Les hommes sont, eux aussi, victimes du patriarcat
Tout au long du film et comme un refrain, on suit la trace des jeunes Cairotes féministes qui sillonnent la capitale d’un air résolu sur leur bicyclette. Ces séquences et l’apparition récurrente des vélos a sûrement un sens pour vous, non ?
Oui, ces vélos expriment bien des choses dans le contexte de ces luttes féministes. Pédaler sur un vélo est déjà en soi un acte transgressif dans les sociétés du Moyen-Orient mais aussi dans d’autres sociétés patriarcales : s’asseoir sur un vélo et pédaler c’est tout d’abord mettre en péril l’intégrité de l’hymen, et donc risquer une tragique décote sur le marché matrimonial : qui voudra encore d’une épouse dont la virginité est douteuse ? Ces bicyclettes sont aussi une métaphore: le vélo oblige à pédaler, à toujours aller de l’avant. C’est aussi le marqueur d’un féminisme direct, léger, pragmatique, c’est le véhicule passe-partout et effiace dans le chaos du trafic cairote.
Le film se termine sur des images qui surprendront sûrement, là- bas en Egypte, mais aussi en Occident. Peu avant et pendant le générique, une chanson parlant de liberté accompagne une séquence de pole-dance : l’une des cycliste, très belle, déploie des figures sur fond de ciel au couchant. Un final surprenant dans film à vocation féministe, non ?
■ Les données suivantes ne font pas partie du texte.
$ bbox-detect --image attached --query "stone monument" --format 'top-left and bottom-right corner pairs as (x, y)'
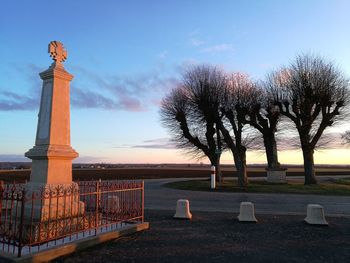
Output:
(25, 41), (84, 220)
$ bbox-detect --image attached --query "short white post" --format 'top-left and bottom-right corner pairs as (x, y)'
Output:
(304, 204), (328, 226)
(210, 165), (215, 189)
(237, 202), (258, 222)
(174, 199), (192, 219)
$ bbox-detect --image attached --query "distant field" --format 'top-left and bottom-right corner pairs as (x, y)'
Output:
(0, 165), (350, 182)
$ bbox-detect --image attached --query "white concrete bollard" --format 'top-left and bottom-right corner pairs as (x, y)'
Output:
(210, 165), (216, 189)
(174, 199), (192, 219)
(237, 202), (258, 222)
(304, 204), (328, 225)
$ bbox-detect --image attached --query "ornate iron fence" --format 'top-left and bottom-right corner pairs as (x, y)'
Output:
(0, 181), (144, 257)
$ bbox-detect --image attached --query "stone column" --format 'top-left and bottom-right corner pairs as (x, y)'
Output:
(25, 41), (82, 222)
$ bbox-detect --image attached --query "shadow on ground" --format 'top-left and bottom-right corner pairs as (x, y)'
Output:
(56, 210), (350, 262)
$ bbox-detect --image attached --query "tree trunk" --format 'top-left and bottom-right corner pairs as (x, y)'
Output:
(233, 149), (248, 188)
(215, 154), (222, 183)
(302, 147), (317, 184)
(209, 155), (221, 182)
(264, 133), (280, 168)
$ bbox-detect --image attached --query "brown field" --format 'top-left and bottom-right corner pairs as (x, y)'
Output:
(0, 165), (350, 182)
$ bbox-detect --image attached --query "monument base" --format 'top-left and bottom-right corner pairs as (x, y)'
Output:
(266, 168), (288, 184)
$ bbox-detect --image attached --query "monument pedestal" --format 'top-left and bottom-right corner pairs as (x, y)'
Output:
(266, 167), (288, 184)
(24, 41), (84, 222)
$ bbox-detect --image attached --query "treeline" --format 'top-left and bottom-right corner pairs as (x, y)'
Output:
(160, 54), (350, 187)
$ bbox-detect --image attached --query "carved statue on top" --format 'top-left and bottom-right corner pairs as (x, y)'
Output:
(49, 41), (68, 66)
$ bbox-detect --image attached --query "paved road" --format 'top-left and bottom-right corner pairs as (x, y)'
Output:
(145, 178), (350, 217)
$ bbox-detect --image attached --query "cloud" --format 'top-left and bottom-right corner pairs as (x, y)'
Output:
(0, 65), (177, 112)
(189, 37), (206, 47)
(131, 138), (176, 149)
(0, 91), (39, 111)
(201, 44), (234, 53)
(113, 138), (176, 149)
(0, 154), (31, 162)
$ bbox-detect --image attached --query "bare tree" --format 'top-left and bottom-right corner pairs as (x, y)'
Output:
(219, 73), (254, 187)
(267, 55), (349, 184)
(236, 79), (280, 169)
(160, 66), (225, 180)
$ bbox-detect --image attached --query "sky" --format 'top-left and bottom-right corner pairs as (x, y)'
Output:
(0, 0), (350, 164)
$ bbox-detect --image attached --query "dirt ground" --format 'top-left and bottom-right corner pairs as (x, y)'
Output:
(55, 210), (350, 263)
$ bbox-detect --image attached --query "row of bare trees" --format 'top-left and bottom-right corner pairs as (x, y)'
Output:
(160, 55), (350, 187)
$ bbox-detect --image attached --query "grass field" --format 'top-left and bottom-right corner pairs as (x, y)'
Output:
(165, 177), (350, 195)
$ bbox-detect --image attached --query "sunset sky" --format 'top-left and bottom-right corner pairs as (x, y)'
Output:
(0, 0), (350, 164)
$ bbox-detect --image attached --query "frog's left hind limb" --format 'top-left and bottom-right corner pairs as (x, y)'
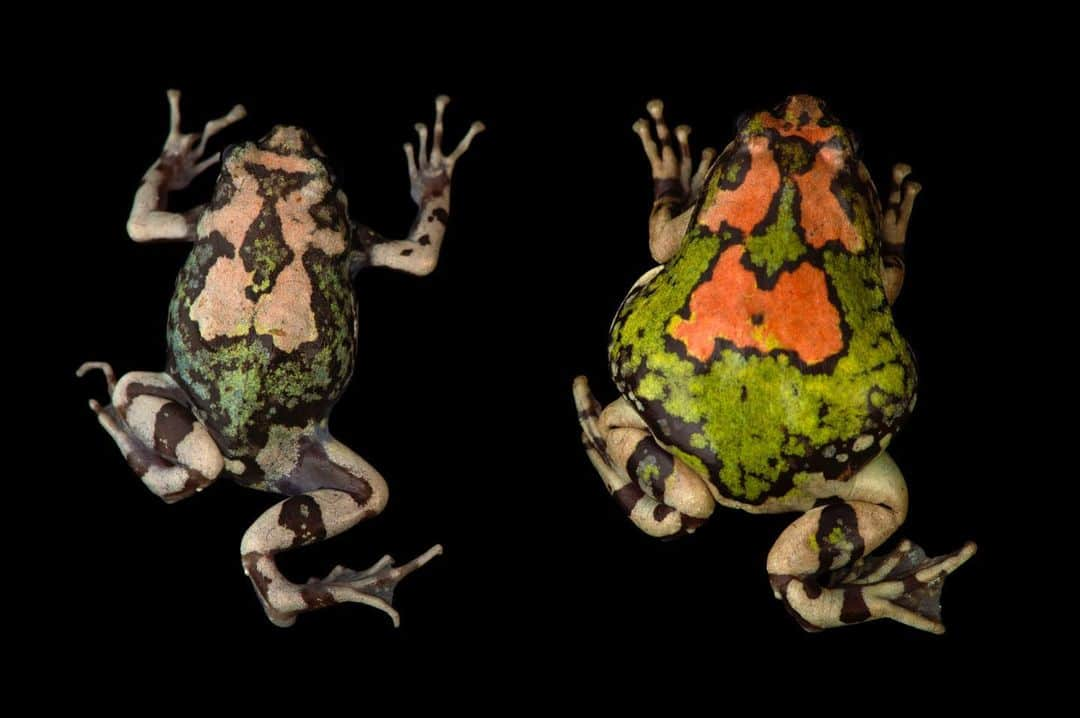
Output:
(573, 377), (715, 538)
(240, 437), (443, 627)
(768, 452), (975, 634)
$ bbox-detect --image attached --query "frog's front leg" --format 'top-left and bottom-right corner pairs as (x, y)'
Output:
(127, 90), (246, 242)
(634, 99), (716, 263)
(351, 95), (484, 275)
(573, 377), (715, 538)
(76, 362), (225, 503)
(881, 164), (922, 304)
(768, 452), (975, 633)
(240, 436), (443, 626)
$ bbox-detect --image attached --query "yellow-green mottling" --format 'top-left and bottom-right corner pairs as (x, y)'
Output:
(745, 180), (807, 276)
(610, 197), (915, 502)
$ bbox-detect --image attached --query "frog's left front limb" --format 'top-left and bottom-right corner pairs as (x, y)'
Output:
(353, 95), (484, 275)
(768, 452), (975, 633)
(240, 436), (443, 627)
(127, 90), (246, 242)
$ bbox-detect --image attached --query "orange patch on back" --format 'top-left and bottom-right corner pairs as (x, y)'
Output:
(698, 137), (780, 233)
(671, 245), (843, 365)
(795, 147), (865, 252)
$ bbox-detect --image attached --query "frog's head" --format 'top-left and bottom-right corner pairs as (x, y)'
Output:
(221, 125), (334, 190)
(258, 124), (326, 161)
(737, 95), (859, 158)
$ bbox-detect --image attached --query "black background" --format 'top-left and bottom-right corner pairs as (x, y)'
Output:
(39, 40), (1024, 690)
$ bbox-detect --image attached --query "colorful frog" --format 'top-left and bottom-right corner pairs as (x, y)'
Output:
(573, 95), (975, 633)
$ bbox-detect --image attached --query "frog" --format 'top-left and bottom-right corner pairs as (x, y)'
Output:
(83, 90), (484, 627)
(572, 95), (976, 634)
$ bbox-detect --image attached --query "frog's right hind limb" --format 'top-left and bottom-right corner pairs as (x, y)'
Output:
(240, 437), (443, 627)
(76, 362), (225, 503)
(573, 377), (715, 538)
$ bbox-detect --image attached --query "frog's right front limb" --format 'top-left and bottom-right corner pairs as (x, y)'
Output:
(127, 90), (246, 242)
(634, 99), (716, 263)
(573, 377), (715, 538)
(76, 362), (225, 503)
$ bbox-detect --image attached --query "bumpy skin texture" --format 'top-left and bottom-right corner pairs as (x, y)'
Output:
(573, 95), (975, 633)
(78, 91), (484, 626)
(167, 128), (364, 468)
(610, 104), (916, 503)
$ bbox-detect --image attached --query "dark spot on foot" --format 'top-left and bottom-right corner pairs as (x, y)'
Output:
(840, 586), (870, 623)
(278, 496), (326, 546)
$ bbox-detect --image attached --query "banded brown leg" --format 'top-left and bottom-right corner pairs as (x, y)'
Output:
(240, 437), (443, 627)
(768, 453), (975, 633)
(573, 377), (714, 538)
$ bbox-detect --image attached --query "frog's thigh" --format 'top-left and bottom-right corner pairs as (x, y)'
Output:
(240, 438), (442, 626)
(80, 364), (225, 503)
(768, 452), (975, 633)
(573, 378), (714, 537)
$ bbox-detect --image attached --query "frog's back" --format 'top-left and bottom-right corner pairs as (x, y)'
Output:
(610, 96), (916, 503)
(168, 127), (356, 456)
Oui, le pole-dance est parfois identifié comme cliché de la femme-objet qui déploie sa parade autour d’un axe érigé. Il est vrai que mes cousines du sud n’approuveront peut-être pas mon choix de montrer si généreusement le corps en mouvement de la cycliste féministe du Caire. Peut-être qu’une partie du public en Occident s’étonnera aussi qu’un film traitant d’un sujet sérieux et même tragique s’évanouisse ainsi sur ces images de féminité as- sumée et effrontée. Nous, les femmes rebelles, danserons encore et toujours avec courage et affirmerons la féminité selon notre convenance pour imposer le respect de l’égalité.